Seems like a simple enough question, and at first I thought I had the equally simple answer. When people asked, and they often did, I replied confidently: “It’s a sort of mega-exhibition, mounted every two years, that focuses on art made in a particular place/region in the previous two or so years.” I would even think to myself: “Surely the name is self-explanatory?”
It became more complicated though. More questions came: Who are we mounting this show for? Who needs to keep abreast of what art is being made in Jamaica, or Sao Paolo, or Havana? What of the visiting (or “international”, as they’ve come to be known) artists or curators? They are not locals, where do they fit? Is this about showing “local art” to “internationals”, or showing “international art” to “locals”? And to what end? Where did this “Biennial” thing come from? And why is a Biennial sometimes a Biennale? I’ll try to give you the abridged version.
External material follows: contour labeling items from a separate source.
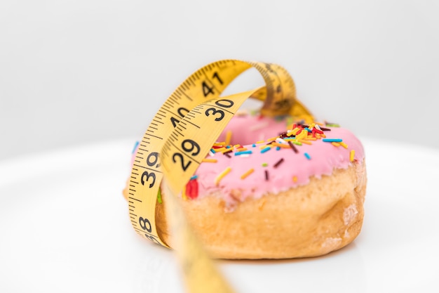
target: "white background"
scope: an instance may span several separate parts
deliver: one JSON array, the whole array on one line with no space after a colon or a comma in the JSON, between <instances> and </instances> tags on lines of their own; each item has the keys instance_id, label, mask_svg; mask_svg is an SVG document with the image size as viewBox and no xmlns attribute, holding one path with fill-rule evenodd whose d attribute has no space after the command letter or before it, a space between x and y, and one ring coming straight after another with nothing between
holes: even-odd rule
<instances>
[{"instance_id":1,"label":"white background","mask_svg":"<svg viewBox=\"0 0 439 293\"><path fill-rule=\"evenodd\" d=\"M0 160L140 138L224 58L283 65L322 120L437 149L438 15L434 0L0 1Z\"/></svg>"}]
</instances>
Most trace the origins of the biennial exhibition back to the Venice Biennale in Italy (turns out Biennale is just Biennial in Italian, and is sometimes used to reference non-Italian Biennial art exhibitions in homage to that first “La Biennale”). Some go back further, to the mid nineteenth century when Europe was riveted by universal expositions. Most notably, the Great Exhibition of 1851 at Hyde Park in London, which sought to house (and order) the world’s newly discovered cultural, industrial and geographic diversity in a grand Crystal Palace. The Crystal Palace and its particular perspective on global multiplicity, as well as its confident assumption of the authority to display and classify that multiplicity is the subject of much literature, but it was in this climate of flexing imperial muscle that the first Venice Biennale opened in 1895.
It started out much like the 2014 Jamaica Biennial. What was conceived as a biennial exhibition of Italian art, quickly evolved into a largely by-invitation exhibition, with a section reserved for international artists, and a jury that selected works from submissions by local (i.e. Italian) artists. Until 1905 the Biennial was confined to the Central Pavilion, then the Pro Arte building. There, work from invited and juried Italian artists, and international (read European) artists were exhibited with no internal division.
Given the success of the first exhibition, the Biennial invited other nations to establish their own national pavilions in the Giardini- the park in which the Central Pavilion is located- to exhibit work exclusively by artists from the various nations. In 1907, the first of the 29 permanent national pavilions in the Giardini was constructed by Belgium. By 1914, Hungary (1909), Germany (1909), Great Britain (1909), France (1912), and Russia (1914) had joined.